Method	PSNR↑	LPIPS-VGG↓	FVD↓
Champ	21.06	97.61	674.1
NHP	22.25	131.91	1321.4
Ours	21.25	87.85	436.9

Ablation Study¶

Ablation on 4D-Dress:

Variant	Temporal Context	Target	PSNR↑	LPIPS-VGG↓	FVD↓
(a) No Temporal Context	No	Prob.	25.03	63.34	177.4
(b) No Feature Context (Raw RGB)	Yes	Prob.	24.37	64.51	191.9
(c) No Prob. Target (MSE)	Yes	Det.	25.23	95.70	572.3
(d) Full Method	Yes	Prob.	25.07	62.97	176.7

Key Findings¶

Probabilistic targets are key to sharpness: Variant (c) using deterministic MSE achieves the highest PSNR (25.23) but LPIPS jumps to 95.70, proving pixel metrics $\neq$ visual quality.
Temporal context ensures consistency: Removing temporal history (a) causes the model to hallucinate patterns in occluded areas that contradict history, increasing FVD.
Encoded features outperform raw RGB: Variant (b) demonstrates that ResNet feature richness is superior for completing occluded details.
Strong generalization: Qualitative results on TikTok in-the-wild videos show the ability to reconstruct frontal details (e.g., a pink bow) from back-view inputs based on history, whereas Champ/AniGS hallucinate unrelated details.

Highlights & Insights¶

Natural synergy of Canonical Update + Probabilistic Rendering: Encodes the intuition of "seeing more of a person as they turn"—the canonical space accumulates information, while probabilistic regression utilizes it even under misalignment.
Honest contribution positioning: The authors state that SMPL-X and diffusion models themselves are not the primary innovations. The core contribution is the design of the canonical context that enables existing diffusion models to significantly improve synthesis.
FVD as a consistency metric: Using FVD on single-view sequences effectively quantifies alignment with historical observations, exposing the "random hallucination" issues of generative methods.

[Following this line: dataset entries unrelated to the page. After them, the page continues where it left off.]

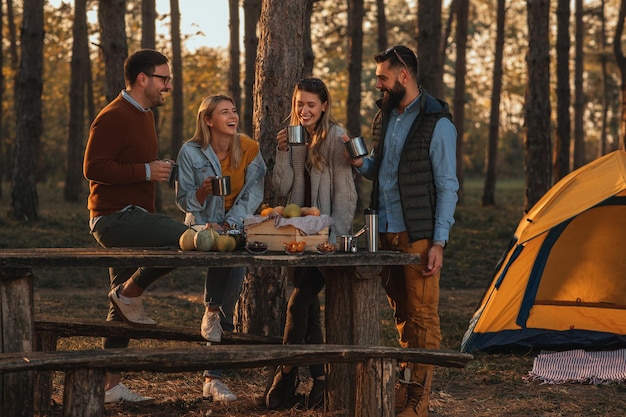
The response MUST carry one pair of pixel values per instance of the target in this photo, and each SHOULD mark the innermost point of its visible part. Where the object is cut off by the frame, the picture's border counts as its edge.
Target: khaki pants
(415, 301)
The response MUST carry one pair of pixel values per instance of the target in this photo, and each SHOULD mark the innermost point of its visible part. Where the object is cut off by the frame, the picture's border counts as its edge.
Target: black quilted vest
(415, 174)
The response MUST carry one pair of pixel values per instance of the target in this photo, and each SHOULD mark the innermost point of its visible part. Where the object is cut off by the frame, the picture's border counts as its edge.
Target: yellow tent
(562, 282)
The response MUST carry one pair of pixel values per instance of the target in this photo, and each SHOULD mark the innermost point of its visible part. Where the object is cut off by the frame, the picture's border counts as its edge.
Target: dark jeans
(135, 228)
(303, 324)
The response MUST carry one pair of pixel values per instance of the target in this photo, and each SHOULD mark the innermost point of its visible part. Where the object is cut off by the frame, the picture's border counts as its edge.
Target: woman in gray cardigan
(315, 175)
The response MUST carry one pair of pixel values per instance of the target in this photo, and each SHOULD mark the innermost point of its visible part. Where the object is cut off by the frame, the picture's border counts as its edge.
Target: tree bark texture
(489, 190)
(28, 87)
(381, 20)
(177, 83)
(430, 72)
(77, 132)
(234, 52)
(111, 18)
(563, 93)
(356, 12)
(579, 92)
(458, 114)
(537, 111)
(621, 63)
(252, 12)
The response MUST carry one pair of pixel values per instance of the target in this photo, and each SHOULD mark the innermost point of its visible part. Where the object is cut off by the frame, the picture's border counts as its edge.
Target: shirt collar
(132, 101)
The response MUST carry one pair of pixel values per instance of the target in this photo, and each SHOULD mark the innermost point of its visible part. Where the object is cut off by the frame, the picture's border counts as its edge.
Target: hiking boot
(316, 396)
(121, 393)
(283, 390)
(403, 378)
(211, 329)
(216, 390)
(133, 313)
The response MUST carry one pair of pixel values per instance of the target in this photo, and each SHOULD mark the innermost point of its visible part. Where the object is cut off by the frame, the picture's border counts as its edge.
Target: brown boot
(403, 378)
(418, 392)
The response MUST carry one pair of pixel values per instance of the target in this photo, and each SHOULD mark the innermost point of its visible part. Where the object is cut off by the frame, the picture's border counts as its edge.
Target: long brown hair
(323, 125)
(203, 136)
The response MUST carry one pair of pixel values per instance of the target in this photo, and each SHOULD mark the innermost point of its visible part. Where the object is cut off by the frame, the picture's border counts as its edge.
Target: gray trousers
(135, 228)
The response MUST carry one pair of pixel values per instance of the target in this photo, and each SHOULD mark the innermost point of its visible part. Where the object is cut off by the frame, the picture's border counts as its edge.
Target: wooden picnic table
(351, 309)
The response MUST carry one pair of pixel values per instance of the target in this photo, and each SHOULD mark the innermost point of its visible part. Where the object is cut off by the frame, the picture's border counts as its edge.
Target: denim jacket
(194, 165)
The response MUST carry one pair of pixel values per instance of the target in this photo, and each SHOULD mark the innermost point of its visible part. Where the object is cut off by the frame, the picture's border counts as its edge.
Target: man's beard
(394, 96)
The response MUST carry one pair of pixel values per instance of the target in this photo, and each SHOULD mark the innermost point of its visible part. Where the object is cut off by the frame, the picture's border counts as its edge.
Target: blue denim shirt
(442, 153)
(194, 165)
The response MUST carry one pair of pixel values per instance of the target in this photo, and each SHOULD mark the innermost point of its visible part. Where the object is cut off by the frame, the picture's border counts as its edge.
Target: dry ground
(490, 386)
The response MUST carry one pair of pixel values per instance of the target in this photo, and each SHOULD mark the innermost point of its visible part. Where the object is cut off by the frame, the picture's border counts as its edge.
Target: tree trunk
(606, 94)
(29, 86)
(309, 56)
(537, 111)
(261, 307)
(235, 67)
(489, 190)
(111, 18)
(462, 12)
(148, 26)
(76, 139)
(3, 149)
(430, 74)
(381, 20)
(178, 106)
(563, 121)
(621, 63)
(579, 99)
(252, 11)
(356, 12)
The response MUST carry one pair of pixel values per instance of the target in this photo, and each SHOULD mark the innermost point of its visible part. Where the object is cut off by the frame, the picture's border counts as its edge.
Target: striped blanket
(597, 367)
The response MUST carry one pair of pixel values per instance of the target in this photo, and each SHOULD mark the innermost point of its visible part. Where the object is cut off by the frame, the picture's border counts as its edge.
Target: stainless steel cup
(173, 173)
(371, 224)
(221, 185)
(356, 147)
(346, 243)
(296, 135)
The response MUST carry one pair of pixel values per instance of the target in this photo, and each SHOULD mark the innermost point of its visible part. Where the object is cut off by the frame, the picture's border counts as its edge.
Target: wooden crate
(276, 236)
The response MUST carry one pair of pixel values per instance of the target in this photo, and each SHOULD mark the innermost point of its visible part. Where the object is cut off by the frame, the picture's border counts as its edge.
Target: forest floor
(490, 386)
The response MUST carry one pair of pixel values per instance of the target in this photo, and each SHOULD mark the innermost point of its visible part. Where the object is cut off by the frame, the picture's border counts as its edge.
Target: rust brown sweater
(122, 139)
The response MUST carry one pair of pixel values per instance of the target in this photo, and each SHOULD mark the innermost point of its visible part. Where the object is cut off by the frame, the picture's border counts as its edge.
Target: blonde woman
(218, 149)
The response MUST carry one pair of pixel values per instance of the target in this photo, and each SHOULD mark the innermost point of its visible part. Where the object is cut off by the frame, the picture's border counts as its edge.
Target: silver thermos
(371, 227)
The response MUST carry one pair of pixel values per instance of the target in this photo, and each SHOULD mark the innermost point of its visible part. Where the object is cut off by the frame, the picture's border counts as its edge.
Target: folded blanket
(596, 367)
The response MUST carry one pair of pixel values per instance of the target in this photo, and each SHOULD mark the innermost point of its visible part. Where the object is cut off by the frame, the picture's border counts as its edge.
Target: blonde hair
(203, 137)
(323, 125)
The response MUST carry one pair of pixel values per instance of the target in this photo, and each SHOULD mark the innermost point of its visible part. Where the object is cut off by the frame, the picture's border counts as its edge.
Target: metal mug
(173, 172)
(346, 243)
(296, 135)
(221, 185)
(356, 147)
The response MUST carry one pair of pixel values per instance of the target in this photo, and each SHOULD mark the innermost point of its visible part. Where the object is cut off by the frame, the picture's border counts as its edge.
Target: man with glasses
(413, 169)
(122, 167)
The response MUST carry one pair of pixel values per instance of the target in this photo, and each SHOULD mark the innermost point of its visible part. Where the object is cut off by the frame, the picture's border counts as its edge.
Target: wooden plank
(16, 331)
(181, 359)
(64, 327)
(172, 257)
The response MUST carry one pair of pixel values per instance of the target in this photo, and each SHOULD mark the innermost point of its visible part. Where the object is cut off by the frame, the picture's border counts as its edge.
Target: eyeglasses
(390, 50)
(166, 78)
(310, 83)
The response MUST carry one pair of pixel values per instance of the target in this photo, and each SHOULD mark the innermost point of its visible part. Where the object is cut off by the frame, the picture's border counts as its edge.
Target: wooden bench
(48, 331)
(83, 394)
(351, 300)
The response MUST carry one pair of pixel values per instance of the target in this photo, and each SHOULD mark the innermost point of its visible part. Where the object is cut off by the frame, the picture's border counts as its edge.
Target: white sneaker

Limitations & Future Work¶

Dependency on SMPL-X quality: 4D correspondence relies entirely on the template. Loose clothing or complex poses with poor SMPL-X fitting will degrade alignment and warping.
Sequential processing + Diffusion Inference: Canonical updates are frame-by-frame, and each frame requires 10 diffusion steps, posing challenges for real-time live streaming latency.
PSNR Trade-off: The method essentially sacrifices pixel-level precision for perceptual fidelity and consistency.
Unobserved regions remain hallucinations: Areas never seen are generated by priors and are not guaranteed to be "real."

vs. Optimization methods (LiveCap, GauHuman): High quality but require per-subject optimization; GenFusion's feed-forward generalization is its primary advantage.
vs. Per-frame deterministic (PIFu, SHERF, GHG): Blur in occluded regions due to the averaging effect of MSE.
vs. Temporal deterministic (NHP): Uses templates to aggregate history but suffers from blur; GenFusion's probabilistic target directly addresses this NHP limitation.
vs. Per-frame generative (Champ, AniGS): Good quality but no temporal memory; GenFusion "grounds" the generative model with canonical context.

Rating¶

Novelty: ⭐⭐⭐⭐ — Components are existing, but the combination and the diagnosis of deterministic supervision failure in temporal capturing are clear and logical.
Experimental Thoroughness: ⭐⭐⭐⭐ — Covered in-domain, cross-dataset, and in-the-wild scenarios. Excellent ablation study. PSNR isn't the best on MVHumanNet, and real-time analysis is missing.
Writing Quality: ⭐⭐⭐⭐ — Straightforward motivation (ballet dancer analogy) and honest regarding contributions.
Value: ⭐⭐⭐⭐ — Provides a practical feed-forward route for monocular human capture. The paradigm of canonical context + probabilistic rendering has broad implications for streaming 3D reconstruction.